US Attorney General Says Crime-Fighting Effort Named After Kansas City Child Is ‘Heart’ of Government’s Response to Violence
A coalition of civil rights organizations are opposed to the operation, with many saying it's an “overreach” that doesn’t address the root causes of violence.
Operation LeGend, a federal initiative that began in Kansas City to address violent crime, has resulted in about 1,500 arrests nationally, according to U.S. Attorney General William Barr.
Barr announced the milestone at a press conference in Kansas City Wednesday, flanked by the FBI deputy director, Kansas City Police Chief Rick Smith and U.S. attorneys from eight states.
The arrests include 90 people suspected of homicide — 18 in Kansas City. The operation has also resulted in the seizure of over 70 illegal firearms locally, according to Barr. He said the federal government is charging about 200 people with federal crimes.
“Operation LeGend is the heart of the federal government's response to this upturn in violent crime,” Barr said. “Its mission is to save lives, solve crimes, and take violent offenders off the streets before they can claim more victims.”
The White House unveiled the operation on July 8, naming it after four-year-old LeGend Taliferro, a Kansas City boy who was killed in late June while sleeping in his apartment. His parents joined Barr at the press conference Wednesday. The operation is now in nine cities, including Chicago and Albuquerque.

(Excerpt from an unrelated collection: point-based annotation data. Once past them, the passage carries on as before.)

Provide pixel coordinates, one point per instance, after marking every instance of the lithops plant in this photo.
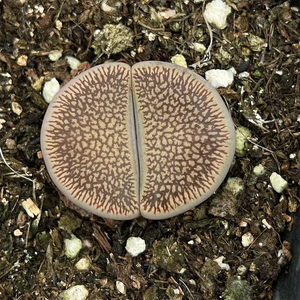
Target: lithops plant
(154, 140)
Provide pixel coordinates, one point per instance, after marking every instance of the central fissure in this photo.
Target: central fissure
(153, 139)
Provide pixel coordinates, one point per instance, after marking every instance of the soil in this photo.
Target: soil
(196, 255)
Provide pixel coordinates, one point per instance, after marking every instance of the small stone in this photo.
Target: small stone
(50, 89)
(31, 208)
(10, 144)
(54, 56)
(58, 25)
(22, 60)
(18, 232)
(242, 270)
(73, 62)
(135, 246)
(222, 265)
(278, 183)
(179, 60)
(199, 47)
(167, 14)
(72, 246)
(247, 239)
(83, 264)
(16, 108)
(216, 13)
(121, 287)
(219, 78)
(242, 143)
(78, 292)
(259, 170)
(2, 121)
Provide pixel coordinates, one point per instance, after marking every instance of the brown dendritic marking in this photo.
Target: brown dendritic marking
(87, 140)
(185, 135)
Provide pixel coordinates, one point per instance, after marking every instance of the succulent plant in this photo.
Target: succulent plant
(154, 140)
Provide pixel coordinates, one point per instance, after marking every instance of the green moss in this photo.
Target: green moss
(237, 289)
(113, 39)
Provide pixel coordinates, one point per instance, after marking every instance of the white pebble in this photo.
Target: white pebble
(73, 62)
(2, 121)
(199, 47)
(259, 170)
(219, 78)
(78, 292)
(278, 183)
(179, 60)
(16, 108)
(72, 246)
(135, 246)
(247, 239)
(22, 60)
(222, 265)
(241, 270)
(83, 264)
(121, 287)
(54, 56)
(216, 13)
(50, 89)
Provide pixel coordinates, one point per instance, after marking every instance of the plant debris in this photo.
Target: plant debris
(182, 257)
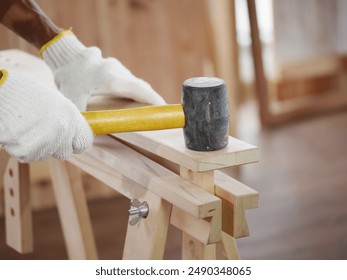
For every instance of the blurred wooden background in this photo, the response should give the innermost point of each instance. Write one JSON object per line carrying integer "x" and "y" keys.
{"x": 162, "y": 41}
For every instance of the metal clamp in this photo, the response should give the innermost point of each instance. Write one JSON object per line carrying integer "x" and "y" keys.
{"x": 137, "y": 211}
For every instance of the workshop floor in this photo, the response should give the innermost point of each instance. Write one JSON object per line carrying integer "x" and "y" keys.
{"x": 302, "y": 181}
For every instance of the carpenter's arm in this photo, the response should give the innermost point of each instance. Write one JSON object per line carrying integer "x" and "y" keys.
{"x": 27, "y": 20}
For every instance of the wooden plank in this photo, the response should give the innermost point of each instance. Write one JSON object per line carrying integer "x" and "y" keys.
{"x": 147, "y": 239}
{"x": 231, "y": 252}
{"x": 169, "y": 144}
{"x": 73, "y": 210}
{"x": 202, "y": 230}
{"x": 236, "y": 198}
{"x": 4, "y": 157}
{"x": 18, "y": 216}
{"x": 127, "y": 163}
{"x": 191, "y": 246}
{"x": 193, "y": 249}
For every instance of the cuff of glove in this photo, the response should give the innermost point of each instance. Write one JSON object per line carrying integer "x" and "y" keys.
{"x": 3, "y": 78}
{"x": 61, "y": 49}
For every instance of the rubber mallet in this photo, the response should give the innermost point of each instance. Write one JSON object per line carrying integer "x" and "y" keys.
{"x": 203, "y": 115}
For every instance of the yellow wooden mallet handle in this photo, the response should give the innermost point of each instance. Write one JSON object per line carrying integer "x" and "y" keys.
{"x": 136, "y": 119}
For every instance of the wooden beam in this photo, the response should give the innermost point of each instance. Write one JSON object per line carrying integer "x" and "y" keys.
{"x": 147, "y": 239}
{"x": 169, "y": 144}
{"x": 73, "y": 210}
{"x": 112, "y": 156}
{"x": 236, "y": 198}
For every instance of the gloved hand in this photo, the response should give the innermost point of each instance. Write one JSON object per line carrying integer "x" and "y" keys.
{"x": 80, "y": 72}
{"x": 37, "y": 122}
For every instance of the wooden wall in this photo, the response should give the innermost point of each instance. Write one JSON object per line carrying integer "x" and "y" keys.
{"x": 162, "y": 41}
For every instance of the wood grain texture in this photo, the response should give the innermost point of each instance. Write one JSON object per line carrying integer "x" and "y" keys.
{"x": 19, "y": 230}
{"x": 126, "y": 163}
{"x": 73, "y": 210}
{"x": 236, "y": 198}
{"x": 169, "y": 144}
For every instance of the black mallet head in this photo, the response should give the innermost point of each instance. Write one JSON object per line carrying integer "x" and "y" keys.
{"x": 205, "y": 106}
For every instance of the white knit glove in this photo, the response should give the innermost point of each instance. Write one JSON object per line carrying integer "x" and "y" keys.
{"x": 80, "y": 72}
{"x": 37, "y": 122}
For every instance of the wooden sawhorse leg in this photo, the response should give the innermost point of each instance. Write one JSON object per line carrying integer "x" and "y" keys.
{"x": 147, "y": 239}
{"x": 18, "y": 215}
{"x": 73, "y": 210}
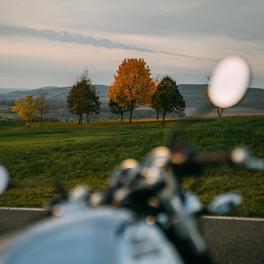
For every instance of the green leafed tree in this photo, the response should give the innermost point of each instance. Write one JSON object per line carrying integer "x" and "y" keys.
{"x": 83, "y": 99}
{"x": 167, "y": 98}
{"x": 26, "y": 109}
{"x": 42, "y": 103}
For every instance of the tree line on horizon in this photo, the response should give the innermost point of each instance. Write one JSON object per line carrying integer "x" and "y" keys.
{"x": 132, "y": 87}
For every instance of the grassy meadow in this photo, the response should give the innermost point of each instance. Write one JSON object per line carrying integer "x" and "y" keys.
{"x": 38, "y": 156}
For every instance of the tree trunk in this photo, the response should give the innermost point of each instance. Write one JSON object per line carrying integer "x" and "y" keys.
{"x": 130, "y": 115}
{"x": 163, "y": 118}
{"x": 41, "y": 117}
{"x": 87, "y": 118}
{"x": 80, "y": 119}
{"x": 122, "y": 116}
{"x": 219, "y": 112}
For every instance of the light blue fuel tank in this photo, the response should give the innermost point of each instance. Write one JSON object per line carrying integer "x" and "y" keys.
{"x": 103, "y": 236}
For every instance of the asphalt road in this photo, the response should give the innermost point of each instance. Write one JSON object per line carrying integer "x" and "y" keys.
{"x": 231, "y": 240}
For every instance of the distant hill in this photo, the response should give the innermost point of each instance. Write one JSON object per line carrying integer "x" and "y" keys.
{"x": 252, "y": 104}
{"x": 53, "y": 92}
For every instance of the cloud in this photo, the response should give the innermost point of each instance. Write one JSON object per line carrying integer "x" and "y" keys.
{"x": 64, "y": 36}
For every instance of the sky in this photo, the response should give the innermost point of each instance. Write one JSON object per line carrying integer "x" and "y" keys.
{"x": 50, "y": 42}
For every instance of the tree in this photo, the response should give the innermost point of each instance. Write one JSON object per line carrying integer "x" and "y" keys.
{"x": 26, "y": 109}
{"x": 132, "y": 85}
{"x": 167, "y": 98}
{"x": 118, "y": 108}
{"x": 82, "y": 99}
{"x": 42, "y": 103}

The federal initiative was met with mixed reaction in Kansas City and across the country, with some Democrats criticizing Barr’s effort as fueled by election-year politics. Some, like KC Mothers in Charge, an organization that supports family members dealing with the loss of a loved one to violence, welcomed the additional help.
In an interview with KCUR, Barr said his “experience” led him to the conclusion that calls to defund the police and the efforts to “demonize police” were a factor in the uptick in violent crime. Barr did not give any specific examples of people arrested as part of Operation LeGend that were motivated by this.
“The police, obviously, if they don't feel they have the backing of the political officials in a city have a tendency not to take aggressive steps that they might otherwise take,” Barr said, adding later, “I doubt it happens in Kansas City because I think that the police here feel they have the backing they need to do the job.”
Stacy Shaw, a Kansas City attorney who has led a number of protests in Kansas City, called Barr’s claim that criticism of police caused crime “absolutely ridiculous.”
"This is just more political gamesmanship, lack of accountability, no one wanting to take true responsibility for the true elements that contribute to a criminalized community,” Shaw said. “And this is just another overreach of the federal government into state government and into our communities."
A coalition of civil rights organizations — including the NAACP, the Urban League, the Southern Christian Leadership Conference and Black Rainbow — called on the Kansas City mayor to reject the operation. In a letter sent to Mayor Quinton Lucas in late July, the groups said more policing wasn’t the solution, and instead called for investment in jobs, housing and health care.
The groups also pointed to the federal government’s response in Portland — which included using unmarked vehicles to detain protesters. Officials have stressed that Operation LeGend is different than the government’s response in Oregon.
Barr told KCUR the federal government’s actions in Portland didn’t create mistrust for future operations because the actions were “misrepresented by the press.”
“I find over the years in many of the people who challenge these crime-fighting efforts in the inner city are not people who have to live with the consequences of it,” Barr said. “...They're not really members of the affected community and they can, you know, signal their virtue and posture and take these absurd positions that will lead to a death in the inner city.”
Kansas City has seen more than 120 homicides this year, according to the Kansas City Police Department. That’s about 30 more killings than the same time last year. Smith said the additional federal help is “absolutely making a difference” in addressing unsolved homicides.
A 22-year-old man has been arrested in the fatal shooting of 4-year-old LeGend Taliferro, a death that sparked indignation and grief in a city that’s seen more than 120 homicides this year.
Ryson Ellis, 22, was charged last week in LeGend's death. Jackson County Prosecutor Jean Peters Baker charged Ellis with second-degree murder, unlawful use of a weapon and two counts of armed criminal action.
KCUR news intern Jodi Fortino contributed to this report.